当初は完全な個人ブログで、その後、日本の編集部に持ち込み、サイト移転や中断を挟みつつComic Walkerでウェブ連載がスタートーー

それがついに単行本になりましたか!というのは、『日本ラー』時代の読者からしても感激する。

で、もともとの4コマがなんとも言えず脱力した雰囲気で、フーさんの使う日本語の語感もあいまって、これは良いエッセイ4コマだ!と。
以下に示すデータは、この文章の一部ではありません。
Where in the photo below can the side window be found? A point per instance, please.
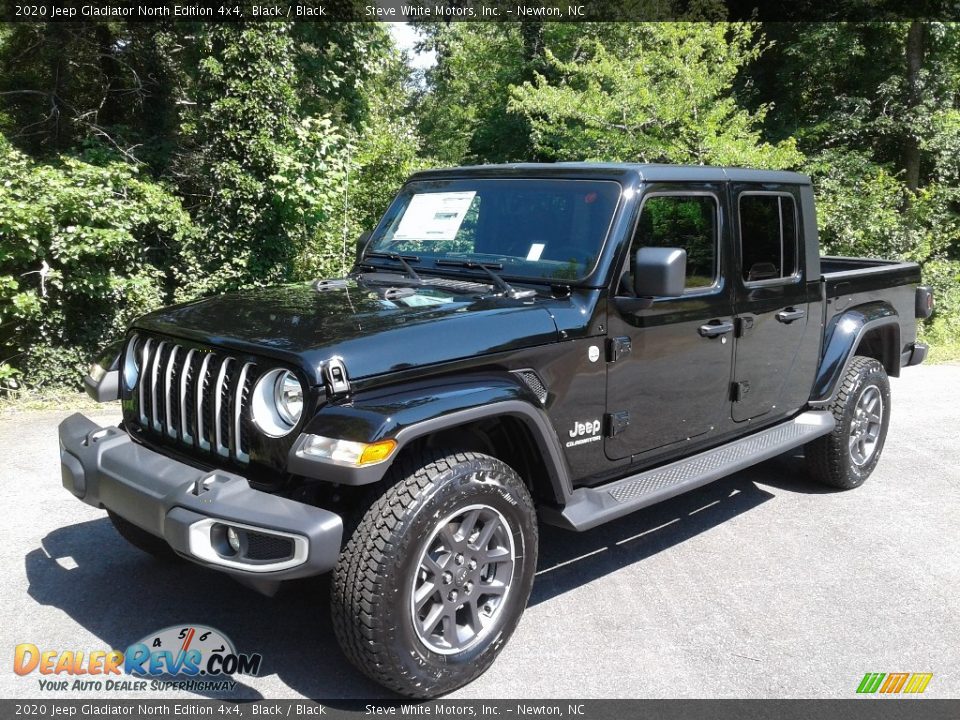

そういえば、敬愛するとよ田みのるさんの『最近の赤さん』(現在は「娘さん」に成長( ´ ▽ ` )ノ)も、また山本さほさんの『岡崎に捧ぐ』もツイッターやウェブでスタート。それも「つい勢いで」くらいのノリ(^∇^)

糸井重里さんがそうした流れを自身の「ほぼ日」でサポートしたり、フーさんのコミックエッセイもそうした延長線上にありそう。

この単行本は「日本以外の書き手+エッセイ」という体裁らしく、以前チラッとだけ耳にしてそのままになっていた「北欧女子と日本」もこのシリーズに入ってるみたい。
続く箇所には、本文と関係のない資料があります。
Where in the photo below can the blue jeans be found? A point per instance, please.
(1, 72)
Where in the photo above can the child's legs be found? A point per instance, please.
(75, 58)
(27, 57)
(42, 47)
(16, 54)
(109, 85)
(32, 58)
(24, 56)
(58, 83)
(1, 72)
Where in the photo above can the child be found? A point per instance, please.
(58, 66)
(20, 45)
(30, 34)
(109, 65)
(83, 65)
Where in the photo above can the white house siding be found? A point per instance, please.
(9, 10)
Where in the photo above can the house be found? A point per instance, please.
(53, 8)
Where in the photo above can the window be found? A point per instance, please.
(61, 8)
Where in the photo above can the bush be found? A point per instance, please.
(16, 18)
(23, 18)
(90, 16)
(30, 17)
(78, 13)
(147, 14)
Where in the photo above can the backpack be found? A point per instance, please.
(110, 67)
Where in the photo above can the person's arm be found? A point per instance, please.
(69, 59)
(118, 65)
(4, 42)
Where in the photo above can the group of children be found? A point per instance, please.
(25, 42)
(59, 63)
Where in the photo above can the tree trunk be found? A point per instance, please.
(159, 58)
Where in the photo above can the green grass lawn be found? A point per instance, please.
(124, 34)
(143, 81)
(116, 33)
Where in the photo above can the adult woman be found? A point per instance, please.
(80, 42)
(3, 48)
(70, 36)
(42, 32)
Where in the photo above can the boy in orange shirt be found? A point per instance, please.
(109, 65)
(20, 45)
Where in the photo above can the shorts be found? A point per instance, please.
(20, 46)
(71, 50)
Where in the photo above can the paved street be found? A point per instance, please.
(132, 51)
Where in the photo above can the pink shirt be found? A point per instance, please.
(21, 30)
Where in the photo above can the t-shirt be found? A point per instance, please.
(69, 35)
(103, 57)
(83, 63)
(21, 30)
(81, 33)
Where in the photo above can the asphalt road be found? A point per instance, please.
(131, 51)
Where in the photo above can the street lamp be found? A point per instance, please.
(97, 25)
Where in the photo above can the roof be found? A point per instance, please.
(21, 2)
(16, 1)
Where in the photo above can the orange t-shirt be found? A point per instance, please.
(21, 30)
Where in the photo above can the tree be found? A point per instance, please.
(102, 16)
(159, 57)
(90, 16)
フランス発のBDがアート、さらにその技を見よ!というハイクオリティとすれば、めちゃめちゃ親しみやすいこうしたエッセイマンガの両面があると嬉しいなー。

フーさんのネット発表分で一番ビックリしたのが「からあげ」エピソード。「辛くないのにカラアゲとはどういうこと?」というのが、初めて食べた時の美味しさとともに綴られていて、確かに!と思ったな。

シンガポールでは英語、中国語普通話、一部ではマレー語もあるとか?(うろおぼえ)、書き手のフーさんは日本語を知っているし、ビミョーに中国語とも違う日本の漢字にまつわるエピソードも楽しい。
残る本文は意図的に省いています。